103) The average accounting return (AAR) decision rule states that a project should be accepted whenever the AAR: [A] is positive. [B] exceeds the internal rate of return (IRR). [C] indicates that a project has more than recaptured its initial cost in terms of net income. [D] exceeds the target AAR. [E] is less than the IRR. [A] :With the AAR, you need to somehow establish a hurdle rate. This cutoff will almost always be set at something greater than zero. Review section 9.4. [B] :While a hurdle rate must be set for the AAR rule, it is not likely to be set relative to the IRR. Review section 9.4. [C] :The AAR does not relate net income to the initial cost. Review section 9.4. [D] :You are correct! [E] :While a hurdle rate must be set for the AAR rule, it is not likely to be set relative to the IRR. Review section 9.4.

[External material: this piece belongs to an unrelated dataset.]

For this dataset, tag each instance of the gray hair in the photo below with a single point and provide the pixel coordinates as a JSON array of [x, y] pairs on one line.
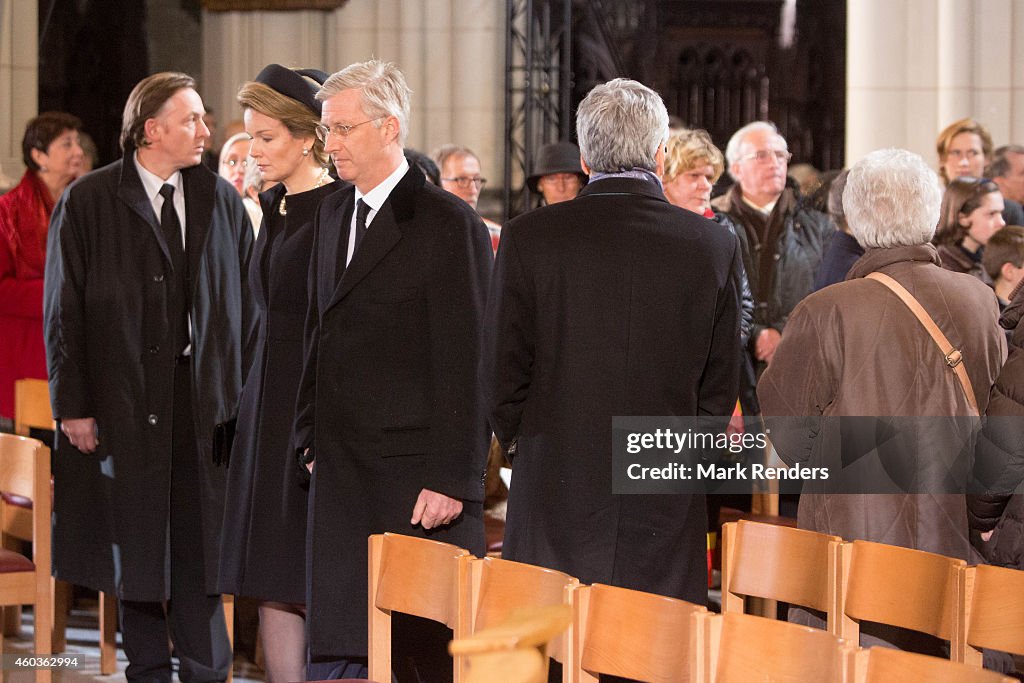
[[892, 199], [384, 91], [621, 125], [736, 141], [999, 166]]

104) You are considering the following two projects: Project : Year 0 : Year 1 : Year 2 : Year 3 A : -$200 : $100 : $100 : $100 B : -$300 : $175 : $125 : $125 Which one of the following statements concerning the profitability index (PI) is correct if the applicable discount rate is 14 percent? [A] The PI of project A is less than 1.0. [B] The PI of project B is less than 1.0. [C] Based on the PI, project A is preferable. [D] Both projects would be rejected based on the PI criterion. [E] The project with the smaller initial investment always has the higher PI. [A] :The NPV of project A is positive so the PI must exceed one. Review section 9.6. [B] :The NPV of project B is positive so the PI must exceed one. Review section 9.6. [C] :You are correct! [D] :The NPV of project A and project B are both positive so the PI's must exceed one. Review section 9.6.

[E] :This statement is not always true. Review section 9.6.

105) An advantage of the average accounting return is that the information needed to compute it will usually be available. [A] True [B] False [A] :You are correct! [B] :Dont you normally estimate the initial cost, income, and expenses for a project? Review section 9.4.